Hawks laughed, a genuine, unrestrained sound that made Dabi's heart clench in a way he never expected. He remembered that apartment. Small, cramped, and smelling faintly of birdseed. It was a stark contrast to the sleek, sterile environment of the Hero Commission, a place that reeked of control and expectations.
"You cleaned it up pretty good," Hawks said, his thumb tracing the back of Dabi's hand. "Made it feel like… home."
The word hung in the air between them, heavy with unspoken meaning. Home. Something Dabi had never thought he deserved. Something Hawks had offered him, freely and unconditionally.
"You know," Dabi said, his voice rough, "I still don't understand why you stayed. You could have been a top hero, lived the 'normal' life you were supposed to. You threw it all away for… this."
Hawks squeezed his hand. "This is better, Dabi. You are better. I wouldn't trade it for anything."
He met Dabi's gaze then, his eyes filled with a love that still took Dabi by surprise. A love that had weathered betrayal, societal judgment, and the constant fear of being discovered.
"Besides," Hawks added with a wink, "who else would put up with your brooding?"
Dabi rolled his eyes, but the corner of his mouth twitched upward. He knew Hawks saw through the cynicism, past the scars and the darkness, to the man he was underneath. The man he had been trying to bury for so long.
He pulled his hand free and reached into his jacket, retrieving a small, worn box. He pushed it across the table.
Hawks' eyebrows rose in surprise. "What's this?"
"Open it," Dabi mumbled, his gaze fixed on his lap.
Hawks carefully opened the box. Inside, nestled on a bed of velvet, was a single, perfectly formed red feather. Not just any feather. It was one of Hawks' feathers, carefully preserved and polished.
"I… I found it," Dabi said, his voice barely a whisper. "After that fight with the Nomu. You were injured… I kept it. To remember."
He didn't say what he wanted to remember. The fear. The relief. The overwhelming realization that he couldn't imagine a world without Hawks in it.
Hawks' eyes shimmered with unshed tears. He reached out and gently touched the feather, his fingers tracing its delicate barbs.
"Dabi…"
He looked up, meeting Hawks' gaze. He wasn't sure what Hawks saw there, but whatever it was, it was enough.
Hawks leaned across the table and kissed him.
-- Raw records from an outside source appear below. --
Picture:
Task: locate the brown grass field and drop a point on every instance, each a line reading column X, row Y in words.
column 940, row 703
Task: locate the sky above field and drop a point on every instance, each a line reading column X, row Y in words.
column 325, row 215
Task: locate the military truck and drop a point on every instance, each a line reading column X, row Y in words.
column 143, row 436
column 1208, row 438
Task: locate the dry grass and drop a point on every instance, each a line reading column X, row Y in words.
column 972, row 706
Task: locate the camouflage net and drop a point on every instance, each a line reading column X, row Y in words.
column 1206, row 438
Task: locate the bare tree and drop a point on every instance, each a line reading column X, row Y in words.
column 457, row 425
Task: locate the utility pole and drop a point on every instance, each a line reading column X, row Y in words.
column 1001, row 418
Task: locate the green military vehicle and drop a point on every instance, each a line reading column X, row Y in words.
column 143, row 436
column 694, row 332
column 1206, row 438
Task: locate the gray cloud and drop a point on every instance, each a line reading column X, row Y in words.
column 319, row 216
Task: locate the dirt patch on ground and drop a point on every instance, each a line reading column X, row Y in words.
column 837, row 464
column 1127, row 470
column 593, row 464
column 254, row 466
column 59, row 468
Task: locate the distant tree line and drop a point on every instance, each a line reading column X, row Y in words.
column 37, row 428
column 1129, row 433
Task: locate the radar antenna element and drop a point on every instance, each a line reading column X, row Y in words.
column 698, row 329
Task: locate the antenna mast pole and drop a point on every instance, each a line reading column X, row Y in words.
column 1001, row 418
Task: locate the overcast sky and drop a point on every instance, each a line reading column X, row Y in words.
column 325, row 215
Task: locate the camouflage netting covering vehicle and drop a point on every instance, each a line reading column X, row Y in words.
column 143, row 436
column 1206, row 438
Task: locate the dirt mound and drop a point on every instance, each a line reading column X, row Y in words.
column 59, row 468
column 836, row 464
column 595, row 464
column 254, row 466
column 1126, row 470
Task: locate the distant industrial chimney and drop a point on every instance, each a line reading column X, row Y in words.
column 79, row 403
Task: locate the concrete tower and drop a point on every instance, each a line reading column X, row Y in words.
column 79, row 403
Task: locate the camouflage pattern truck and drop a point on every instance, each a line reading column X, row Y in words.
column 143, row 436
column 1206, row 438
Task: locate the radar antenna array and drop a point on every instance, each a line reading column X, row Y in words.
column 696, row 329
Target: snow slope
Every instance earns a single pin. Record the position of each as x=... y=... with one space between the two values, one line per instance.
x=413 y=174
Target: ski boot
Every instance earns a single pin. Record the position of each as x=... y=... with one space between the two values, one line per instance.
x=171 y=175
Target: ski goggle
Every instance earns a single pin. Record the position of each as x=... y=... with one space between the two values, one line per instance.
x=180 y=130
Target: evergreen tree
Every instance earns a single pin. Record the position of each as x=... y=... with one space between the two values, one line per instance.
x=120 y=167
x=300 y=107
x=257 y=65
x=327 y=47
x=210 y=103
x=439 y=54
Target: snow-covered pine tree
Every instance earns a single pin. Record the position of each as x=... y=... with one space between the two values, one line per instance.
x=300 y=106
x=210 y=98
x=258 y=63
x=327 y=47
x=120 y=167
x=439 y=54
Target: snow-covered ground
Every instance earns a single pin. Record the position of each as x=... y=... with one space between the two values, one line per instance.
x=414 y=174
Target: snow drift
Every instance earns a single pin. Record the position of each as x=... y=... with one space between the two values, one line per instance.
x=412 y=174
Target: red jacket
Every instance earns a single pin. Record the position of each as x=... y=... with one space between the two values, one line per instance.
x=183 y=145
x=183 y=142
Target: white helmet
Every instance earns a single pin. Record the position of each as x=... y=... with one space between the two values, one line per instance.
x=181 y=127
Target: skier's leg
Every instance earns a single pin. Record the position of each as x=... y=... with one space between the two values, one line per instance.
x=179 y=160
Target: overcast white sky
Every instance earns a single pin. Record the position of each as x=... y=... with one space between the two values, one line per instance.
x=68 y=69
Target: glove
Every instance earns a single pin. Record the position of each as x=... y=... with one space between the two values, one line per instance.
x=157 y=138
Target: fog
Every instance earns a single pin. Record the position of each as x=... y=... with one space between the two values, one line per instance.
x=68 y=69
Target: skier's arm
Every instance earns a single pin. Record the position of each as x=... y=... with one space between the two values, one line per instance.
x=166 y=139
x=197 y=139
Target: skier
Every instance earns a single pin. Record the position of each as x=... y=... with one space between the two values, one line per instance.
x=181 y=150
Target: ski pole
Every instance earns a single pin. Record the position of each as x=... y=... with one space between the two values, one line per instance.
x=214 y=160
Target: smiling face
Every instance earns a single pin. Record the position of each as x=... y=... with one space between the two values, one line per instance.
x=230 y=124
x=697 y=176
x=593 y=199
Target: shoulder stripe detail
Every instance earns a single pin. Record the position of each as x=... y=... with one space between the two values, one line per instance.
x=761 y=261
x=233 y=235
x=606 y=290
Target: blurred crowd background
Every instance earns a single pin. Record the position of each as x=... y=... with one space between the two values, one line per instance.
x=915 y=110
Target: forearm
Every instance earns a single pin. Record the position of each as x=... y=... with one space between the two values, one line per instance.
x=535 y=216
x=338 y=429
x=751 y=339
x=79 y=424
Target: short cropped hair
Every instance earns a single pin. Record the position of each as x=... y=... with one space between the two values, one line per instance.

A soft, gentle kiss that spoke volumes. A kiss that promised another ten years, and then another. A kiss that said, "I see you. I love you. Always."
As they pulled apart, Hawks looked at him, his eyes shining brighter than the city lights below.
"Happy Anniversary, Dabi," he whispered, his voice full of love.
Dabi, for once, didn't have a sarcastic comeback. He simply reached out, took Hawks' hand again, and held on tight.
"Happy Anniversary, Keigo," he replied, using Hawks' given name for the first time in years. It felt right. It felt honest. It felt like home.
And in that moment, under the watchful gaze of the city, surrounded by the flickering candlelight and the weight of ten years, Dabi knew that he was finally, truly, free. Free to love, free to be loved, and free to spend the rest of his life with the man who had shown him what it meant to fly.